Un tambour de bronze sans égal
Le tambour de bronze
de Câm Giang se caractérise par quatre petites statuettes de canards
fixées sur les bords de son plateau, un attribut unique parmi les
tambours de bronze dôngsoniens (voir encadré) trouvés jusqu’à
maintenant. «Comme le buffle, le canard symbolise l’économie rizicole.

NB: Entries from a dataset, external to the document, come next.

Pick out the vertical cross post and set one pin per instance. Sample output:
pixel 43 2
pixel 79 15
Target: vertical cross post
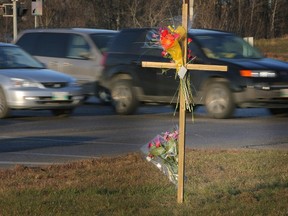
pixel 182 113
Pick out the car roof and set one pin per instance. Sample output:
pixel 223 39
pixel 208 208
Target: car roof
pixel 72 30
pixel 2 44
pixel 208 32
pixel 191 31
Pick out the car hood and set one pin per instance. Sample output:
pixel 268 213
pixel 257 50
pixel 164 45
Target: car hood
pixel 257 64
pixel 39 75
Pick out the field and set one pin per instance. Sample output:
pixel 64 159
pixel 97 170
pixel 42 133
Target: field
pixel 233 182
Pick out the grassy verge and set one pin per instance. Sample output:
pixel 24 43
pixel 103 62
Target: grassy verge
pixel 274 48
pixel 230 182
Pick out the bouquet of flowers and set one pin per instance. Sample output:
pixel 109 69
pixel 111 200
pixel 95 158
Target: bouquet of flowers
pixel 162 151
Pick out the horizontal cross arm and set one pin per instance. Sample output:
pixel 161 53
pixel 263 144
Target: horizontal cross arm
pixel 188 66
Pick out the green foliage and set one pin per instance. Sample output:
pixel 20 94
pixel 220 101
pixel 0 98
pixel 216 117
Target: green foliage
pixel 233 182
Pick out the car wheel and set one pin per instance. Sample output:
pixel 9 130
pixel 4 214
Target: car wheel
pixel 219 101
pixel 124 98
pixel 4 109
pixel 62 112
pixel 278 111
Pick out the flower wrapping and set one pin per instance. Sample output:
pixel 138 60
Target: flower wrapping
pixel 162 151
pixel 169 40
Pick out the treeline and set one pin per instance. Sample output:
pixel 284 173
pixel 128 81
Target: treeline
pixel 257 18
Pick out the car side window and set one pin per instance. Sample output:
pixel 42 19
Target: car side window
pixel 78 47
pixel 52 45
pixel 27 42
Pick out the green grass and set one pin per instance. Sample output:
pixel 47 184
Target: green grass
pixel 232 182
pixel 274 48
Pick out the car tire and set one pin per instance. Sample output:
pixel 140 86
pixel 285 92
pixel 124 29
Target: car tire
pixel 4 109
pixel 219 101
pixel 62 112
pixel 124 98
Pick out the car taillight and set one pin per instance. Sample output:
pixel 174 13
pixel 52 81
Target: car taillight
pixel 258 73
pixel 104 58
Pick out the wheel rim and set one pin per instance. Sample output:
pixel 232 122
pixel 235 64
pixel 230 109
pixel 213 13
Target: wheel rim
pixel 217 101
pixel 122 98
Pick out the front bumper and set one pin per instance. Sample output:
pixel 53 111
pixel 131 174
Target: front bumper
pixel 44 99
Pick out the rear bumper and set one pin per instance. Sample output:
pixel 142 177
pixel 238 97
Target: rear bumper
pixel 256 97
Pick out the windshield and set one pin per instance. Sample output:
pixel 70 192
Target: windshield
pixel 226 46
pixel 102 40
pixel 15 57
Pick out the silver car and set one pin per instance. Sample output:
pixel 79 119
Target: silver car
pixel 26 84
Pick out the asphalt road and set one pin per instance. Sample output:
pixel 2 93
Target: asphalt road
pixel 34 138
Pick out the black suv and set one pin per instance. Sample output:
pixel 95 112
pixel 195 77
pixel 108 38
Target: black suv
pixel 251 80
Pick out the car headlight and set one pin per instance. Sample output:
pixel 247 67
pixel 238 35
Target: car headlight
pixel 20 83
pixel 75 83
pixel 258 73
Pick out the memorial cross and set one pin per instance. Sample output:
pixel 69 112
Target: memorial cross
pixel 182 106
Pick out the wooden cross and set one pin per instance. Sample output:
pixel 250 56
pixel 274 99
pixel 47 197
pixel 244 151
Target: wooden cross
pixel 182 107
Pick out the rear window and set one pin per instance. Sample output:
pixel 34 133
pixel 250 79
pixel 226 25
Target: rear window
pixel 45 44
pixel 102 40
pixel 135 42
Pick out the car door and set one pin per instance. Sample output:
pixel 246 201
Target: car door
pixel 83 62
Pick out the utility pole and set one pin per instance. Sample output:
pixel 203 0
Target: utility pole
pixel 191 11
pixel 14 2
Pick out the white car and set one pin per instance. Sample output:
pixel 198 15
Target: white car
pixel 25 83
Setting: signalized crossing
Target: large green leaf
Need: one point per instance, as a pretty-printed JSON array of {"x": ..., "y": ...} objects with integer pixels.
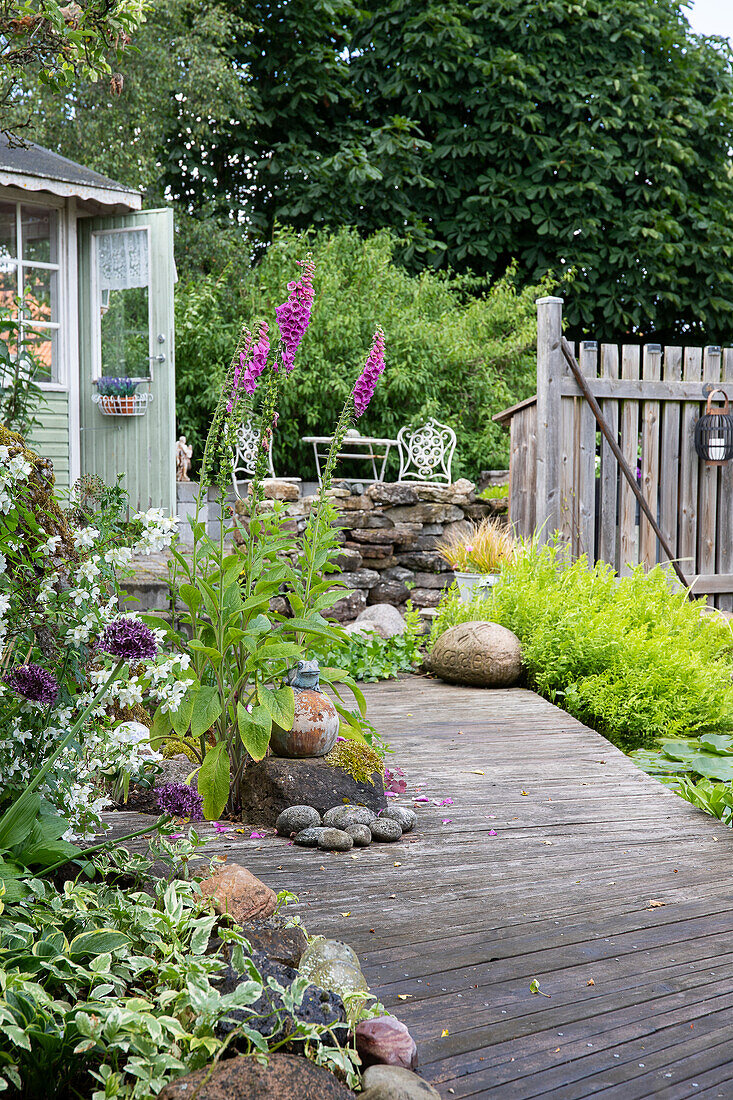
[
  {"x": 18, "y": 821},
  {"x": 207, "y": 708},
  {"x": 280, "y": 703},
  {"x": 88, "y": 944},
  {"x": 710, "y": 765},
  {"x": 214, "y": 781},
  {"x": 718, "y": 743},
  {"x": 190, "y": 596},
  {"x": 11, "y": 888},
  {"x": 161, "y": 728},
  {"x": 254, "y": 729},
  {"x": 47, "y": 853},
  {"x": 312, "y": 626}
]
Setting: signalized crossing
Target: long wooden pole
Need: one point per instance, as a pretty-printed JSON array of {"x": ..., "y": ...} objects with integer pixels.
[{"x": 613, "y": 443}]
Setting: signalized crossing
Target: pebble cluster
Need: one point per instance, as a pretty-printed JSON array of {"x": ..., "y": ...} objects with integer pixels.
[{"x": 343, "y": 827}]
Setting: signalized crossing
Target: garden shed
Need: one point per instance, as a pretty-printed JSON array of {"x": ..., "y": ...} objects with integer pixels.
[{"x": 88, "y": 275}]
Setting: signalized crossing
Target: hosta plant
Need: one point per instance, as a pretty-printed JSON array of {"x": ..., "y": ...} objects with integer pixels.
[
  {"x": 240, "y": 648},
  {"x": 59, "y": 573}
]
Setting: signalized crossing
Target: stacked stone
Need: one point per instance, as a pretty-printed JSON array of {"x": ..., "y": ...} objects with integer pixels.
[{"x": 390, "y": 536}]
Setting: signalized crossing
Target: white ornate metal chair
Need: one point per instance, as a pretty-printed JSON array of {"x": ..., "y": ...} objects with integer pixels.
[
  {"x": 426, "y": 453},
  {"x": 245, "y": 453}
]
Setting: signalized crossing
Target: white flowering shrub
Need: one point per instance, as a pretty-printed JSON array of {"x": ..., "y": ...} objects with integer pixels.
[{"x": 58, "y": 591}]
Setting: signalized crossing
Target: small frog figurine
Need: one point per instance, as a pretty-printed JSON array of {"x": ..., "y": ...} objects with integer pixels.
[{"x": 304, "y": 677}]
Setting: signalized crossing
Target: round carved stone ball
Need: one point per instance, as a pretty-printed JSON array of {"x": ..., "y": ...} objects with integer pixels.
[
  {"x": 484, "y": 655},
  {"x": 315, "y": 727}
]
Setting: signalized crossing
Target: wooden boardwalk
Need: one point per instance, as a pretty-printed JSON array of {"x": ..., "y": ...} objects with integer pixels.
[{"x": 561, "y": 862}]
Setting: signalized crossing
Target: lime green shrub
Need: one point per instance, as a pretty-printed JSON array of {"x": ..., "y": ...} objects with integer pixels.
[{"x": 632, "y": 657}]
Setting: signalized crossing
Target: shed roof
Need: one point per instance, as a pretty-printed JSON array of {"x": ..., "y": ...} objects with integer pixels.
[{"x": 35, "y": 168}]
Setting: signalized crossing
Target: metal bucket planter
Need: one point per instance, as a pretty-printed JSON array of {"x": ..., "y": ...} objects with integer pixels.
[
  {"x": 316, "y": 723},
  {"x": 472, "y": 585}
]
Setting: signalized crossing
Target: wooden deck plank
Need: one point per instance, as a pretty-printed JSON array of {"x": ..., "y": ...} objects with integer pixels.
[{"x": 462, "y": 921}]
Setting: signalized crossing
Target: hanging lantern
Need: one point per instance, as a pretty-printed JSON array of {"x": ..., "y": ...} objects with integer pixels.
[{"x": 713, "y": 432}]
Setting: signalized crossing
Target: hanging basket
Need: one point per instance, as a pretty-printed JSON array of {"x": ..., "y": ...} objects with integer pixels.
[
  {"x": 713, "y": 432},
  {"x": 131, "y": 405}
]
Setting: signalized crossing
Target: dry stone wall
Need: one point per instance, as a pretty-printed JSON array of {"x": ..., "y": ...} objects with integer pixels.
[
  {"x": 389, "y": 532},
  {"x": 389, "y": 536}
]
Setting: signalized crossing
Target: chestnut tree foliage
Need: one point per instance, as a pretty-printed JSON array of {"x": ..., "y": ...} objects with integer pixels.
[
  {"x": 592, "y": 135},
  {"x": 55, "y": 43}
]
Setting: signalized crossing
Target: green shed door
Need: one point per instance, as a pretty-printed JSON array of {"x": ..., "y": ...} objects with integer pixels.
[{"x": 127, "y": 275}]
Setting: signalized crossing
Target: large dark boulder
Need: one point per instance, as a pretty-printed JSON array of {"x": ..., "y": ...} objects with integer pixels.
[
  {"x": 267, "y": 1015},
  {"x": 274, "y": 783},
  {"x": 285, "y": 1077}
]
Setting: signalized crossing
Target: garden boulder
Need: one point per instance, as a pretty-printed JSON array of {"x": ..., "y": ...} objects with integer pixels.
[
  {"x": 237, "y": 891},
  {"x": 386, "y": 619},
  {"x": 274, "y": 783},
  {"x": 281, "y": 942},
  {"x": 484, "y": 655},
  {"x": 394, "y": 1082},
  {"x": 385, "y": 1041},
  {"x": 284, "y": 1077}
]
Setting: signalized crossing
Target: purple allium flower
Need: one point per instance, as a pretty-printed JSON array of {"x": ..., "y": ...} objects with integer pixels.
[
  {"x": 33, "y": 682},
  {"x": 129, "y": 639},
  {"x": 364, "y": 386},
  {"x": 179, "y": 800},
  {"x": 294, "y": 315}
]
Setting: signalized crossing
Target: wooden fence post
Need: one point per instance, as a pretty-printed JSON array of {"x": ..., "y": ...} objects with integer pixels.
[{"x": 550, "y": 369}]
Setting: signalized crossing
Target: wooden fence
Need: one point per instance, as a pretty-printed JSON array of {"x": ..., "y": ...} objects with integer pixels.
[{"x": 564, "y": 475}]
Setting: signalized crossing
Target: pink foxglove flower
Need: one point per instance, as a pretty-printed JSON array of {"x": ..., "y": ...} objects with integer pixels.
[
  {"x": 294, "y": 315},
  {"x": 363, "y": 389}
]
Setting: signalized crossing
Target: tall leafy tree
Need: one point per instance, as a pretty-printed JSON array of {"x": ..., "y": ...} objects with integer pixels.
[
  {"x": 594, "y": 135},
  {"x": 56, "y": 43},
  {"x": 183, "y": 88}
]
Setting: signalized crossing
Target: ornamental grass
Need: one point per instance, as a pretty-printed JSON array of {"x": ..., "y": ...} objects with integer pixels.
[{"x": 482, "y": 548}]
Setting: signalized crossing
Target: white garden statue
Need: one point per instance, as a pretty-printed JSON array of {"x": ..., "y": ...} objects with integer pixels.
[{"x": 184, "y": 454}]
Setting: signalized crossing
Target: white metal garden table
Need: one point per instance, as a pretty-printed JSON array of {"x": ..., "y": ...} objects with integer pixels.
[{"x": 354, "y": 447}]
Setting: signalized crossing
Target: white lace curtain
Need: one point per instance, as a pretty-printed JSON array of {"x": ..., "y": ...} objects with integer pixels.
[{"x": 122, "y": 259}]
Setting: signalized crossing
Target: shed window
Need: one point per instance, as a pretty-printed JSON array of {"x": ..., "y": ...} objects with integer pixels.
[
  {"x": 30, "y": 279},
  {"x": 122, "y": 290}
]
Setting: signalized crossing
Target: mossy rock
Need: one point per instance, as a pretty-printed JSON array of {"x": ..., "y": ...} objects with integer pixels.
[{"x": 358, "y": 760}]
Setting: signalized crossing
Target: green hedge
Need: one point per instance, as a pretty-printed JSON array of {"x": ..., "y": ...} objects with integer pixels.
[{"x": 452, "y": 352}]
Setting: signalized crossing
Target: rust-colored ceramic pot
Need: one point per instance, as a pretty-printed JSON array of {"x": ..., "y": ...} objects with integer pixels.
[{"x": 315, "y": 727}]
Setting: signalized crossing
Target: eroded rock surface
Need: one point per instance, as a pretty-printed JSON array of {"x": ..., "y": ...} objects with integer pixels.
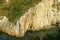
[{"x": 40, "y": 17}]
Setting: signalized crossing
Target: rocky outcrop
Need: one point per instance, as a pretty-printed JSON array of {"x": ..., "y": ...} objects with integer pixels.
[{"x": 40, "y": 17}]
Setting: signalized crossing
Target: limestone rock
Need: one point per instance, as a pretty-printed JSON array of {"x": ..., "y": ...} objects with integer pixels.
[{"x": 40, "y": 17}]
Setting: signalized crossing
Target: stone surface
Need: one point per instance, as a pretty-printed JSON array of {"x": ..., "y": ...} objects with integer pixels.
[{"x": 40, "y": 17}]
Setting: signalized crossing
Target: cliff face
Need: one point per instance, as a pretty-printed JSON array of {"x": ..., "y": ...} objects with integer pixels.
[{"x": 40, "y": 17}]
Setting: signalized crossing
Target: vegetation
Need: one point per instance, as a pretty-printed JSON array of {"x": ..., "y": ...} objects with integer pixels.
[{"x": 14, "y": 10}]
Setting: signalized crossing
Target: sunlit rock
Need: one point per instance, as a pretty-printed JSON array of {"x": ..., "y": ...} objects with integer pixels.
[{"x": 40, "y": 17}]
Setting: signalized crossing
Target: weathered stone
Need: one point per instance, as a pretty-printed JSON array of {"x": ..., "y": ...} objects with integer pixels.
[{"x": 40, "y": 17}]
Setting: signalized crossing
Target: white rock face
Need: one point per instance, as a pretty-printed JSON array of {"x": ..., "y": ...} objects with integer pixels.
[{"x": 40, "y": 17}]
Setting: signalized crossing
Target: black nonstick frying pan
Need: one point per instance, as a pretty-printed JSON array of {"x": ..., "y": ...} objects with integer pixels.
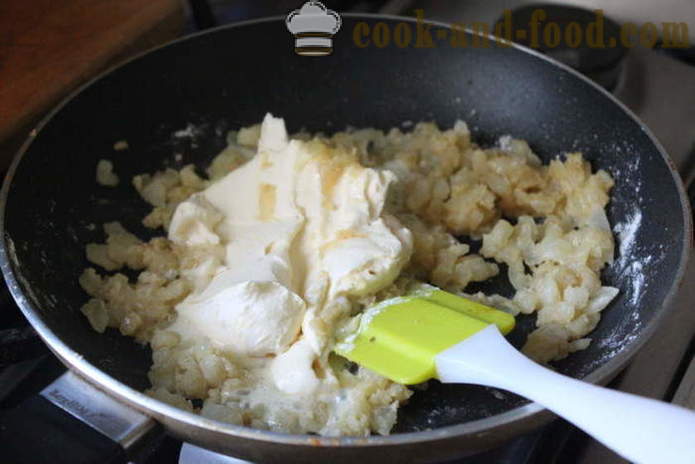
[{"x": 230, "y": 77}]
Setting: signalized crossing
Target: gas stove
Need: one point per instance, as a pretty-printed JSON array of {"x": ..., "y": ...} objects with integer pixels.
[{"x": 658, "y": 86}]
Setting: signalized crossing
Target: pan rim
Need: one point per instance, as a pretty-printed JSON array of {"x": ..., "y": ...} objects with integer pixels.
[{"x": 158, "y": 409}]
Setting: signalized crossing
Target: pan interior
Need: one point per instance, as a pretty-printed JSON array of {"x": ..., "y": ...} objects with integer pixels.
[{"x": 182, "y": 99}]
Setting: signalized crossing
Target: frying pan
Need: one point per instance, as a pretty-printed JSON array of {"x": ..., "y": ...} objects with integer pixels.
[{"x": 182, "y": 98}]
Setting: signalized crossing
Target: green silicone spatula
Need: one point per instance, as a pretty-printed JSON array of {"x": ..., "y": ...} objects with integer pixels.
[{"x": 435, "y": 334}]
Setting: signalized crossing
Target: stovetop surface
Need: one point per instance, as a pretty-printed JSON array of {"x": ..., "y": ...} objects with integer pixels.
[{"x": 659, "y": 88}]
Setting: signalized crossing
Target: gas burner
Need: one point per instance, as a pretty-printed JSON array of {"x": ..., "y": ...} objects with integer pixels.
[{"x": 602, "y": 65}]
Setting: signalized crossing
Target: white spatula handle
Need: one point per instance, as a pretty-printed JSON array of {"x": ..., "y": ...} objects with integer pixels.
[{"x": 642, "y": 430}]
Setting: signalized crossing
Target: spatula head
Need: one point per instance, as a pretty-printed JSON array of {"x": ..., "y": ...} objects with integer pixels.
[{"x": 400, "y": 337}]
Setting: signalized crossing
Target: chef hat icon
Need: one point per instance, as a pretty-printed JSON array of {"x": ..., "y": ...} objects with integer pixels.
[{"x": 313, "y": 26}]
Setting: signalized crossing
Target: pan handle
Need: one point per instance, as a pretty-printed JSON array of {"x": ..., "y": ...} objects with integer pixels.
[{"x": 72, "y": 422}]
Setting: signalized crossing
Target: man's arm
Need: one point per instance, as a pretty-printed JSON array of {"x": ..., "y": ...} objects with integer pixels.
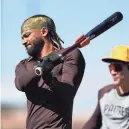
[
  {"x": 24, "y": 75},
  {"x": 95, "y": 122},
  {"x": 72, "y": 73}
]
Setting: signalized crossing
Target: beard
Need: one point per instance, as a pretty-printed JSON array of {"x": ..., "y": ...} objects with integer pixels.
[{"x": 34, "y": 49}]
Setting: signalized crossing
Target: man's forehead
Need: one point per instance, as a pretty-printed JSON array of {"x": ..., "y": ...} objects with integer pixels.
[
  {"x": 25, "y": 32},
  {"x": 29, "y": 31}
]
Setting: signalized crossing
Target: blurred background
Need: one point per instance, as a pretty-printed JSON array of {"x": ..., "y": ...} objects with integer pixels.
[{"x": 72, "y": 18}]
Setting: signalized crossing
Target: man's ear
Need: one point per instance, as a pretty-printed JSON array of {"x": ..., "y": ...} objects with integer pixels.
[{"x": 44, "y": 31}]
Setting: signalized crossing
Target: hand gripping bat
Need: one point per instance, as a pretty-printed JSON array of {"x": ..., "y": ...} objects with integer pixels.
[{"x": 82, "y": 41}]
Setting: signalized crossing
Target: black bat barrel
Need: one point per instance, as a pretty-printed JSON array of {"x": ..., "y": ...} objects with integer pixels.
[{"x": 105, "y": 25}]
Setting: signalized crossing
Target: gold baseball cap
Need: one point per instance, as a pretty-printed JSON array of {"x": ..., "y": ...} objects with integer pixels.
[{"x": 119, "y": 53}]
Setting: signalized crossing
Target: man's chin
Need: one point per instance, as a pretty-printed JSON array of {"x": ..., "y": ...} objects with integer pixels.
[{"x": 117, "y": 83}]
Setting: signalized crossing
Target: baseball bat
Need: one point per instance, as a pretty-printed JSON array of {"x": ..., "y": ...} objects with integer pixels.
[{"x": 96, "y": 31}]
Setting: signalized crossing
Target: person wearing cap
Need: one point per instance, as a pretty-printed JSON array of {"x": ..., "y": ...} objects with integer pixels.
[
  {"x": 112, "y": 111},
  {"x": 49, "y": 96}
]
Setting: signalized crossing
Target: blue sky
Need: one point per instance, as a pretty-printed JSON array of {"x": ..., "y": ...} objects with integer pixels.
[{"x": 72, "y": 18}]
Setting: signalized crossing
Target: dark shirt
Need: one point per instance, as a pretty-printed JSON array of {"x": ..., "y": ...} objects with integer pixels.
[
  {"x": 50, "y": 107},
  {"x": 112, "y": 111}
]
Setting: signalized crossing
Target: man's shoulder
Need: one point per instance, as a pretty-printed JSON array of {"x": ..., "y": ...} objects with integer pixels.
[
  {"x": 106, "y": 89},
  {"x": 23, "y": 61},
  {"x": 73, "y": 53}
]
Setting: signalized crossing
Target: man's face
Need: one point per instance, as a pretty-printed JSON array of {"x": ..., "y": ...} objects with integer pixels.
[
  {"x": 119, "y": 72},
  {"x": 33, "y": 42}
]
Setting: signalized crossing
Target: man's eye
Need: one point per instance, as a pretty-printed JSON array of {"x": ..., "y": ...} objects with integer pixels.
[{"x": 26, "y": 35}]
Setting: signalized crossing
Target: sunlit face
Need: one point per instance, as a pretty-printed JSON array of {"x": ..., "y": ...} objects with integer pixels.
[
  {"x": 119, "y": 72},
  {"x": 33, "y": 42}
]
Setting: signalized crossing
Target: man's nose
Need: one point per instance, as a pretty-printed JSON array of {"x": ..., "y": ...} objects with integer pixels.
[{"x": 24, "y": 41}]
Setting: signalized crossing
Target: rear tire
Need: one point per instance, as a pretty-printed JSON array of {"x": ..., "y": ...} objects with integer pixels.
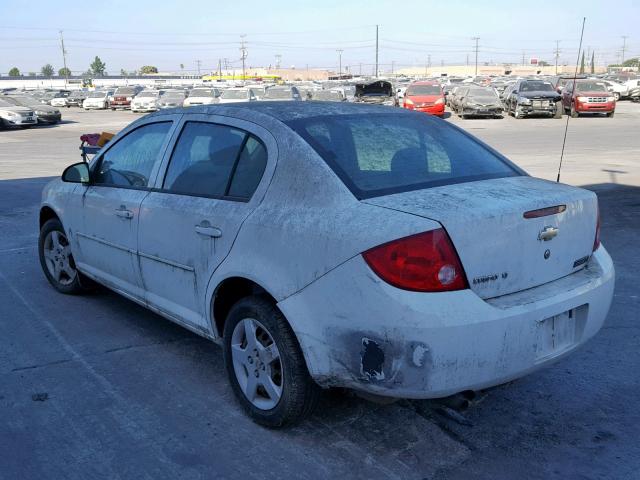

Point particulier, ces canards regardent dans le sens inverse des
aiguilles d’une montre, alors que dans les autres tambours dôngsoniens,
ces statuettes – crapauds essentiellement- sont tournées dans le sens
des aiguilles d’une montre», révèle Nguyên Thanh Hiên, directrice
adjointe du Musée de Thanh Hoa. Et d’affirmer avec un brin d’orgueil :
«Aucun tambour de bronze trouvé au Vietnam n’est plus beau ni plus
original que le nôtre».
Bien proportionné, le tambour
de bronze de Câm Giang mesure 41,9 cm de haut, 73 cm de diamètre au
niveau du plateau et affiche 60 kg sur la balance. Le centre de son
plateau est occupé par une étoile à 16 branches, exécutée en relief, qui
correspondait à l’endroit de frappe du tambour, mais se voulait
également symbole solaire. Autour, se succèdent neuf bandes
concentriques aux motifs ornementaux différents. Sur la bande la plus
large figurent des oiseaux stylisés, à très long bec, que l’on peut
assimiler à des échassiers, sur une autre, des personnages dansant avec
une plume sur la tête.
Un geste patriotique
Toujours selon Nguyên Thanh Hiên, ce tambour de bronze a été trouvé en
1992 par un paysan, Bùi Duc Tâu, dans la commune de Câm Giang (district
de Câm Thuy, province de Thanh Hoa). Peu de temps après, des acheteurs
de Hai Phong et Hanoi se présentèrent à son domicile et lui proposèrent
70 millions de dôngs. Une somme colossale à l’époque, qui permettait
d’acheter une maison dans le centre-ville de Thanh Hoa. Mais M. Tâu
refusa. De peur que l’on le lui vole, il cacha le précieux tambour sous
son lit.
Au début de l’année 1993, des cadres du Musée
de la province vinrent toquer à sa porte. Ils lui proposèrent un million
de dôngs et M. Tâu failli s’étrangler en entendant la somme. Il refusa
et les gens du musée repartirent. Mais il se ravisa et son fils
entrepris une mémorable course de 5.000 m pour rattraper la voiture qui,
en raison de la piste cahoteuse, n’avaient pas encore rejoint la route
principale. Finalement, le précieux tambour fut cédé au musée. Un geste
patriotique, certes, car M. Tâu aurait pu facilement recontacter les
premiers acheteurs.
Désormais, les choses auraient été
plus expéditives. En effet, une loi stipule que les objets
archéologiques trouvés dans le pays appartiennent à l’État. Celui qui
les découvre ne peut donc ni les conserver ni les vendre et doit les
restituer aux organes compétents.
Sur la liste des objets nationaux précieux
Parmi les tambours conservés au Musée de la province, celui de Câm
Giang est le premier à avoir été choisi pour figurer dans la liste des
objets nationaux précieux. «Car il répond aux critères que sont
authenticité, originalité, valeur esthétique, objet reflétant la
créativité des anciens Viêt», explique la responsable du Musée de Thanh
Hoa. Le dossier de candidature est en cours d’établissement.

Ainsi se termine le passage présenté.